You Are Feeling Better As You Read This

You Are Feeling Better As You Read This – Ever since I was introduced to it in high school, I was fascinated by the concept of the placebo effect. The idea that an innocuous stimulus, like a sugar pill, could create such a powerful response in the human mind and body intrigued me. I always thought that it should be put to better use than just being one of the test groups in a scientific experiment. According to this article in the LA Times, researchers have been working on methods for harnessing the power of the placebo effect for actual treatment.

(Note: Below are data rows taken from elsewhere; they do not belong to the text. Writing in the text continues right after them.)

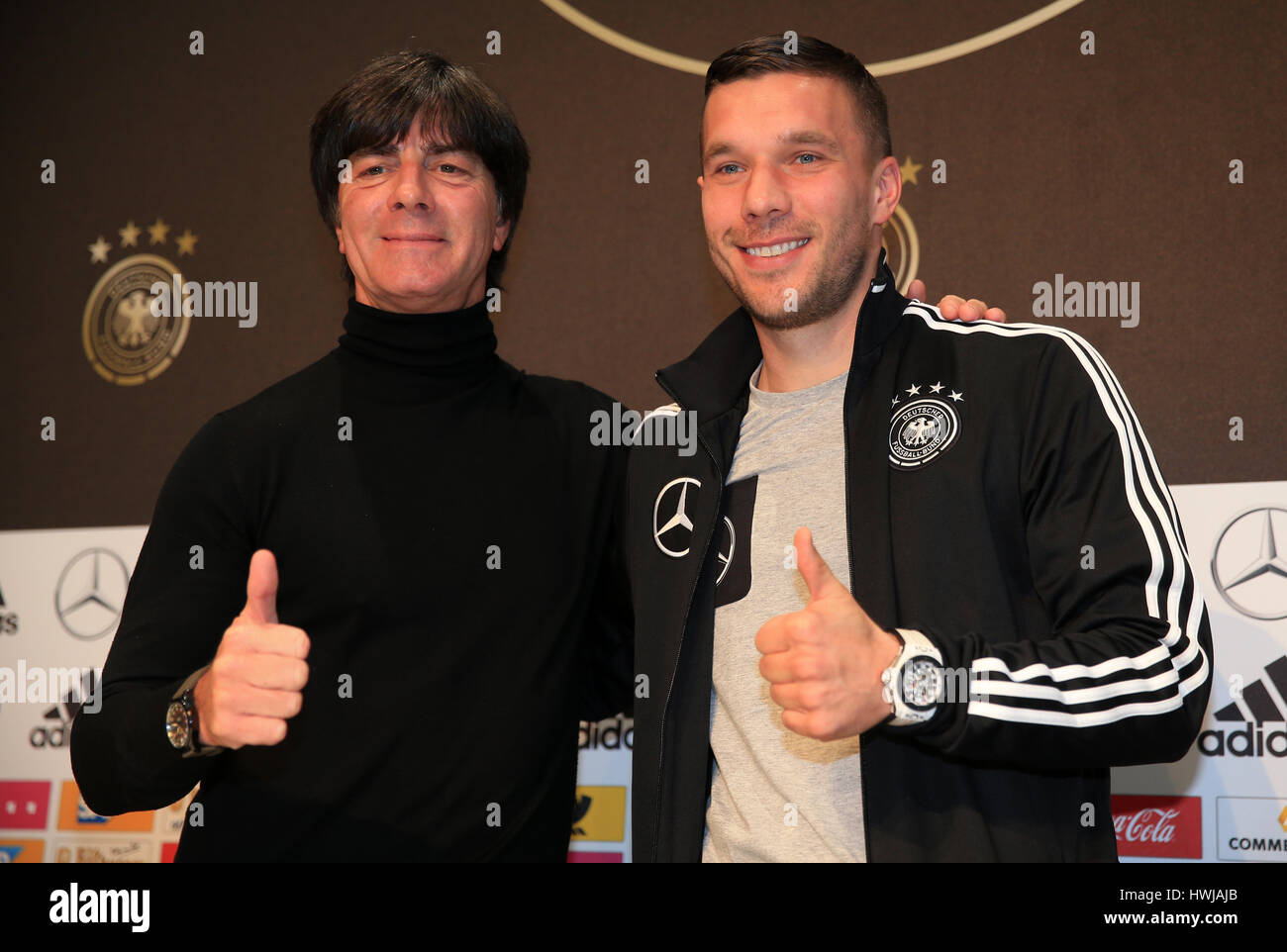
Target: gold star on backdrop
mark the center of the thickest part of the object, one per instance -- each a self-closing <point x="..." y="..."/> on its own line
<point x="98" y="251"/>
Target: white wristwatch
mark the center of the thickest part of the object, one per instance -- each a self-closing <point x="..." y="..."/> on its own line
<point x="914" y="682"/>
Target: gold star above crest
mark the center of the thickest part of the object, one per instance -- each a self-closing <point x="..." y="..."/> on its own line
<point x="158" y="231"/>
<point x="909" y="170"/>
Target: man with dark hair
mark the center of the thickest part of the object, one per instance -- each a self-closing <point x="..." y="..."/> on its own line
<point x="426" y="525"/>
<point x="411" y="538"/>
<point x="871" y="629"/>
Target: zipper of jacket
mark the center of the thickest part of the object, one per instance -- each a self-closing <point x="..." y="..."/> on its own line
<point x="848" y="544"/>
<point x="683" y="628"/>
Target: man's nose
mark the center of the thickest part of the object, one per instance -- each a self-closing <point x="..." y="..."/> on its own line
<point x="766" y="194"/>
<point x="413" y="187"/>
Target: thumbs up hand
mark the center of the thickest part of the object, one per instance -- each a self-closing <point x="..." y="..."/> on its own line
<point x="258" y="673"/>
<point x="824" y="663"/>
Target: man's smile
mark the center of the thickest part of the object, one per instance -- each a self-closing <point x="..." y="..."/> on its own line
<point x="771" y="256"/>
<point x="773" y="249"/>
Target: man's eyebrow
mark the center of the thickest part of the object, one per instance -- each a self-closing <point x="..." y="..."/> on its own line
<point x="803" y="137"/>
<point x="391" y="148"/>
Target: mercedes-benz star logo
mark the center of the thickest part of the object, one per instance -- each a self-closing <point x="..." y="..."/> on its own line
<point x="1247" y="570"/>
<point x="680" y="520"/>
<point x="732" y="544"/>
<point x="90" y="593"/>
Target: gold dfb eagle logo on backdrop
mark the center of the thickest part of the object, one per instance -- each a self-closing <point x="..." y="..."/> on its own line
<point x="125" y="341"/>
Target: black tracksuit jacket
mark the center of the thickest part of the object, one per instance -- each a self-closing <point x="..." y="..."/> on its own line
<point x="1039" y="548"/>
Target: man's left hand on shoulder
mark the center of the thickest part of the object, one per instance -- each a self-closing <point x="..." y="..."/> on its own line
<point x="824" y="663"/>
<point x="955" y="308"/>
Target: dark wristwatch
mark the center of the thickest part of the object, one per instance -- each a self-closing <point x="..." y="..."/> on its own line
<point x="180" y="721"/>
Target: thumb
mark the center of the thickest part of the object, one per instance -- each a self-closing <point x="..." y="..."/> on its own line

The growing evidence surrounding the placebo effect reinforces the importance of the mind/body connection to healing. For healthcare providers, this should serve as yet another reminder of the importance of the patient experience. Every stimulus in a hospital, from the attitude of the care givers to the atmosphere of the patient room, will have an impact on the healing process of the patient. Is the patient bored? She may lose her drive to rehabilitate. Does the light in the corner flicker constantly? The patient may get annoyed and experience more pain. Does the patient feel guilty about being a burden on his family? He may lose the will to live.

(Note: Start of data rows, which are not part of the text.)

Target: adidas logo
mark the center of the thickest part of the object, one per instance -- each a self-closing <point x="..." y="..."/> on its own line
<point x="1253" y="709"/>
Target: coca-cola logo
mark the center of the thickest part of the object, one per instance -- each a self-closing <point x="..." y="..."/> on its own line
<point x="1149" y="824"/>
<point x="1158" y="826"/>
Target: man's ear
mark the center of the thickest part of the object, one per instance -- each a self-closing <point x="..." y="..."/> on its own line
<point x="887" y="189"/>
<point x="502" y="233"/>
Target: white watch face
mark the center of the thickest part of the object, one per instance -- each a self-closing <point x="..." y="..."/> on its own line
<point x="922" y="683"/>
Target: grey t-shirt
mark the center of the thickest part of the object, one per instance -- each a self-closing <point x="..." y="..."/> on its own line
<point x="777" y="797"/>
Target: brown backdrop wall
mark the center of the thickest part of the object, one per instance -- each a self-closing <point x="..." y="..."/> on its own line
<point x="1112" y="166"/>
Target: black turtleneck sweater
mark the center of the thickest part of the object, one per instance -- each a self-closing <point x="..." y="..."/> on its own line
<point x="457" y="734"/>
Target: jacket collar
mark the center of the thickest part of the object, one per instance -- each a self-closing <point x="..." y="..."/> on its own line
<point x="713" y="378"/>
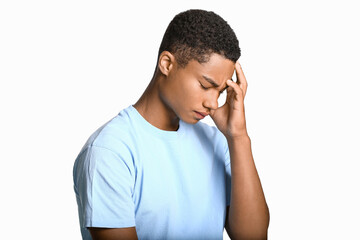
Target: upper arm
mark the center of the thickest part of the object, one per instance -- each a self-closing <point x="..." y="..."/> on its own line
<point x="113" y="233"/>
<point x="228" y="230"/>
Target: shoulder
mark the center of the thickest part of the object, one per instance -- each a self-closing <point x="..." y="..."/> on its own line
<point x="113" y="135"/>
<point x="212" y="134"/>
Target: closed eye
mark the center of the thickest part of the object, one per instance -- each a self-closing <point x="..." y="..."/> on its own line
<point x="203" y="87"/>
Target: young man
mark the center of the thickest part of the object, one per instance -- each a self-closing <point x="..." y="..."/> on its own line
<point x="155" y="171"/>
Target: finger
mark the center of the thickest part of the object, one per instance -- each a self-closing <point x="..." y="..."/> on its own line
<point x="240" y="76"/>
<point x="236" y="89"/>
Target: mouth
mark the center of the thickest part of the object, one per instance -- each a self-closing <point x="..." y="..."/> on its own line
<point x="201" y="115"/>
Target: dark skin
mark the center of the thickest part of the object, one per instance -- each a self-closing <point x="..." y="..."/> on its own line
<point x="181" y="93"/>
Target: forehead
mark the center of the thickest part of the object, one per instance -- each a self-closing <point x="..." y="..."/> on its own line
<point x="218" y="68"/>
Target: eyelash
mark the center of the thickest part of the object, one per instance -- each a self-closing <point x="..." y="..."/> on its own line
<point x="202" y="86"/>
<point x="205" y="88"/>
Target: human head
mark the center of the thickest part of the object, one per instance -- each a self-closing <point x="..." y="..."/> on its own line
<point x="196" y="34"/>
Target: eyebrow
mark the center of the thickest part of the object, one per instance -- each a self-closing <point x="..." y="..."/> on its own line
<point x="212" y="82"/>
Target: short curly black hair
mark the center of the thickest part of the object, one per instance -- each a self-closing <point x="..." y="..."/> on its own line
<point x="196" y="34"/>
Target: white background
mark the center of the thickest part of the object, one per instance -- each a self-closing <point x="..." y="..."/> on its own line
<point x="67" y="67"/>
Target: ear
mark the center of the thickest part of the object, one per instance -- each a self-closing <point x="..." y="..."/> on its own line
<point x="166" y="62"/>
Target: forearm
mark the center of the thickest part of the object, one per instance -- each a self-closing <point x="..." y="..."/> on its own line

Healthcare providers often say that they attend to the whole patient – body, mind, and spirit – but do they really put as much weight on the impact of the mind (and spirit) on healing as they do on physiological? If studies showed that a half-hour conversation with a social worker or the patient’s best friend lowered pain or blood pressure or LOS (length of stay), would physicians prescribe it? I would certainly hope so.

Monday, December 05, 2005

The Sound of Silence

The Sound of Silence – This past week my family went to Disneyland and stayed in a hotel close to the park. I would highly recommend staying close to the park, except for one drawback. After a long day of rides and standing in lines to meet the characters, our kids were ready for bed or falling asleep right about the time…the fireworks started. Our hotel room shook with every boom, crackle, and whistle of the 15 to 20 minute long shows. To say the least, the noise was not conducive to relaxation and sleep.

While it usually isn’t due to fireworks, hospitals are noisy places as well. All the beeps, pages, machines, squeaky wheels, conversations, and general comings and goings of a typical nursing floor create a cacophony in their own right. A noisy hospital has been shown to impact patient sleep, nursing productivity, and even contribute to medical errors. So is there anything a hospital can do besides continual shushing?

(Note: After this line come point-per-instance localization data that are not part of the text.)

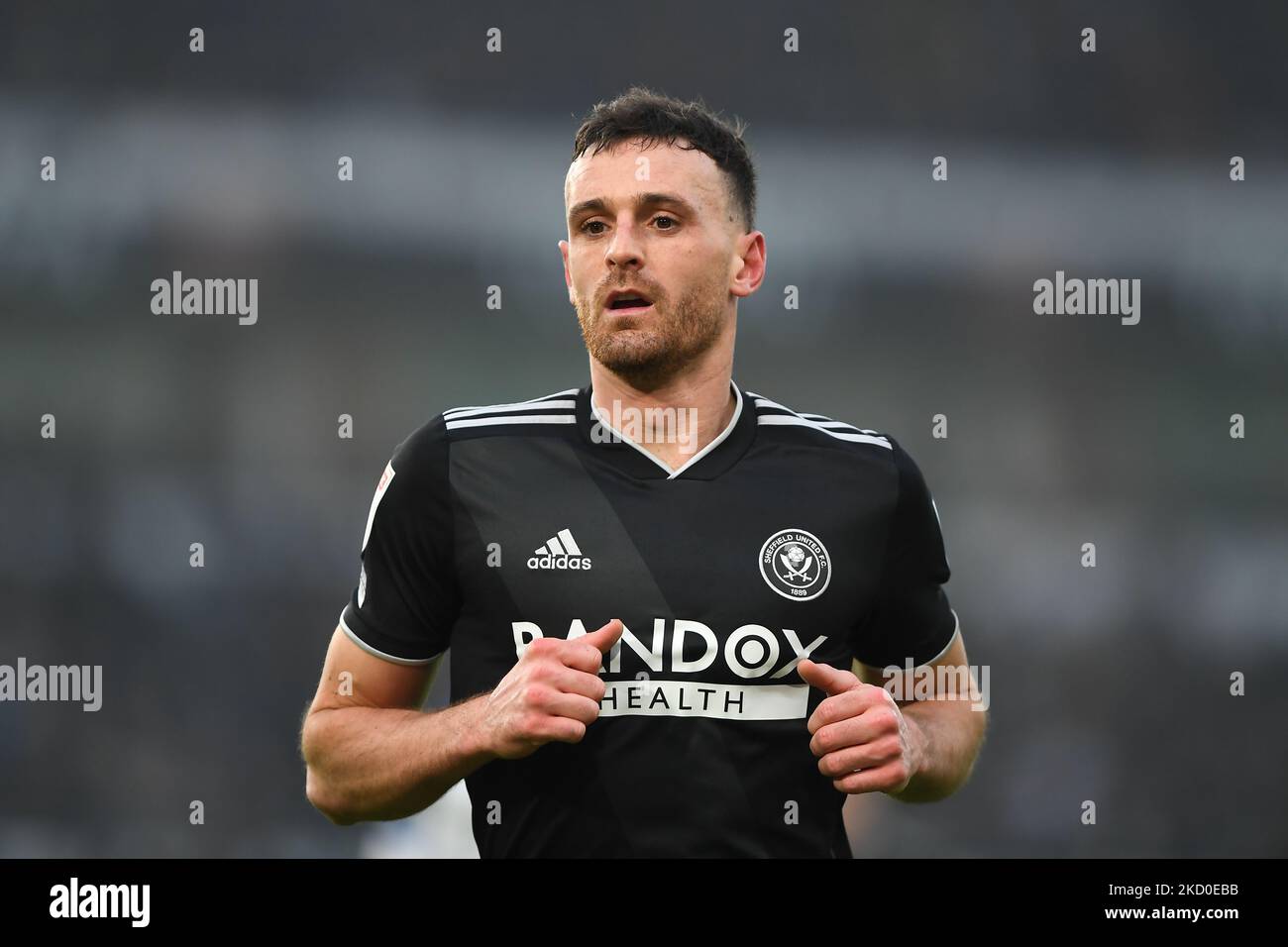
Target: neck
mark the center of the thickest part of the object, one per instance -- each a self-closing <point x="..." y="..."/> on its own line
<point x="699" y="398"/>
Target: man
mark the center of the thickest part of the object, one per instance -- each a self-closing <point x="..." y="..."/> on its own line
<point x="652" y="583"/>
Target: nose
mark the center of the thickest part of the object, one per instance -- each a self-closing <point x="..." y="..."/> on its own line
<point x="623" y="249"/>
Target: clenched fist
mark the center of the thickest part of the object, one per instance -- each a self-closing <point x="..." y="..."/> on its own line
<point x="859" y="733"/>
<point x="553" y="693"/>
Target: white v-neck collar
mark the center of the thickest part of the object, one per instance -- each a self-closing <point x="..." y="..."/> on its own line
<point x="671" y="474"/>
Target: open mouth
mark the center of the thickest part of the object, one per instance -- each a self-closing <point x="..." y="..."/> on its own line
<point x="627" y="302"/>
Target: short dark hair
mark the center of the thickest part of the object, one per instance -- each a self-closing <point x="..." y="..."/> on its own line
<point x="640" y="112"/>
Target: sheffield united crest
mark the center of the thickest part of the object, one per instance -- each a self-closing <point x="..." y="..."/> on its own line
<point x="795" y="565"/>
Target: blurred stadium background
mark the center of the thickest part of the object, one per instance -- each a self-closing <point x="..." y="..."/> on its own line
<point x="915" y="298"/>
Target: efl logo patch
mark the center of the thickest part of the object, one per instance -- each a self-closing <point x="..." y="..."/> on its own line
<point x="795" y="565"/>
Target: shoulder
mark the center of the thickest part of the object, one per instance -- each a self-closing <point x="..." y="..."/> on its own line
<point x="776" y="419"/>
<point x="537" y="415"/>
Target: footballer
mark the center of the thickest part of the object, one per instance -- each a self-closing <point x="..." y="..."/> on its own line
<point x="669" y="599"/>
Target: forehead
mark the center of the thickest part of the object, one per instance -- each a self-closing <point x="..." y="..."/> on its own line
<point x="616" y="172"/>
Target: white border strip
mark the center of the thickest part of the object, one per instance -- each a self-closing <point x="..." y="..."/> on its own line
<point x="378" y="654"/>
<point x="502" y="408"/>
<point x="511" y="419"/>
<point x="797" y="420"/>
<point x="535" y="401"/>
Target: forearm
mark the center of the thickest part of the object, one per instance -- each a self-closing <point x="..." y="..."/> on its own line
<point x="372" y="763"/>
<point x="945" y="737"/>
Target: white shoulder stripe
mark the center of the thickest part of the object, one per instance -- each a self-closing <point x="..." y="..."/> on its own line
<point x="820" y="420"/>
<point x="828" y="423"/>
<point x="532" y="401"/>
<point x="502" y="408"/>
<point x="510" y="419"/>
<point x="797" y="420"/>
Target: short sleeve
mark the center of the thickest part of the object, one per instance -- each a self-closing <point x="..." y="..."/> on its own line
<point x="407" y="596"/>
<point x="911" y="617"/>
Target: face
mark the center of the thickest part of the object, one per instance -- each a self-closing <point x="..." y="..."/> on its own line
<point x="657" y="221"/>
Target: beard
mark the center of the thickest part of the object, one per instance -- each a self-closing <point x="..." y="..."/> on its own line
<point x="648" y="351"/>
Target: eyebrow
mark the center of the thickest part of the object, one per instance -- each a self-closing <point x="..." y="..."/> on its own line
<point x="644" y="200"/>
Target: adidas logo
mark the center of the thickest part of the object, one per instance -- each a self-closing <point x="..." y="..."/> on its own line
<point x="561" y="552"/>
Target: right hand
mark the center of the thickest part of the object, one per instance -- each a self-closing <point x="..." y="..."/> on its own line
<point x="553" y="693"/>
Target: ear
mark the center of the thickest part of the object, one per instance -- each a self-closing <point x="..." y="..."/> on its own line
<point x="748" y="264"/>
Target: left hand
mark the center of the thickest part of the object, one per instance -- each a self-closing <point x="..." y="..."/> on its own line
<point x="859" y="735"/>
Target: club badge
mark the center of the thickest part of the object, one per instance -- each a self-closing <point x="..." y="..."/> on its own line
<point x="795" y="565"/>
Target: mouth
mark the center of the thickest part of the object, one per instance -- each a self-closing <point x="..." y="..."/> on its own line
<point x="627" y="302"/>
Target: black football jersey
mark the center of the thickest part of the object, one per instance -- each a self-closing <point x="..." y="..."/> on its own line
<point x="790" y="535"/>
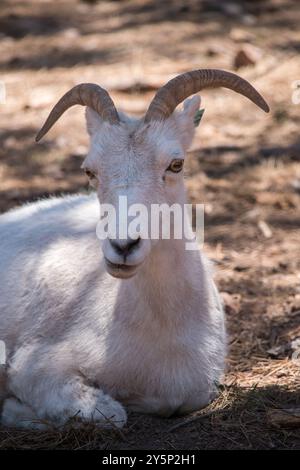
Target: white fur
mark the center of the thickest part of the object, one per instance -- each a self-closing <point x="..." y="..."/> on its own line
<point x="81" y="342"/>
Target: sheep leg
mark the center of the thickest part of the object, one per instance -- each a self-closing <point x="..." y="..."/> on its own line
<point x="49" y="391"/>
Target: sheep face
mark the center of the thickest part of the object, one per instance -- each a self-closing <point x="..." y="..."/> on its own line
<point x="136" y="163"/>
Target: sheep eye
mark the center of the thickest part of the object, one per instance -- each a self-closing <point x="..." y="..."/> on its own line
<point x="176" y="165"/>
<point x="89" y="174"/>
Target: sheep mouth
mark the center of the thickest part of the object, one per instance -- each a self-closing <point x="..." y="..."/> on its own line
<point x="123" y="271"/>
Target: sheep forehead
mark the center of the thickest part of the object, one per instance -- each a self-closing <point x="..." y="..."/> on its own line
<point x="140" y="147"/>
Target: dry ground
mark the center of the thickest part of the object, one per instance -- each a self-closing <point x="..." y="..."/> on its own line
<point x="244" y="165"/>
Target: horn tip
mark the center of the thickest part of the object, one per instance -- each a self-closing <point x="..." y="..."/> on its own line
<point x="38" y="137"/>
<point x="266" y="108"/>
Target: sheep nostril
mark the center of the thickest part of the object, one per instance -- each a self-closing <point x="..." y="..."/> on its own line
<point x="124" y="247"/>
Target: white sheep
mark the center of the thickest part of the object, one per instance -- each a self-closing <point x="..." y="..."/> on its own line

As a matter of fact, there is. The November 2005 issue of Healthcare Design (a publication of The Center for Health Design) has a great article on sound masking, a technology that essentially dampens ambient noise through speakers mounted in the ceiling. Known in the past as “white noise,” modern systems produce sounds that are just as effective and more pleasant to the listener. Apparently, the systems also promote privacy by “muting” conversations to people not in the immediate vicinity.

You may not think that noise is a significant problem in your facility, but there is a simple test you can do to see if noise is an issue. Go up onto a nursing unit and stand near a nurse’s station or a patient room. Then close your eyes and listen for all the different noises. Now imagine that you are in pain or nauseous or nervous. You may be surprised by what you hear and how much it bothers you.

There are a lot of programs to improve the patient experience. Providing peace and quiet is the least we can do.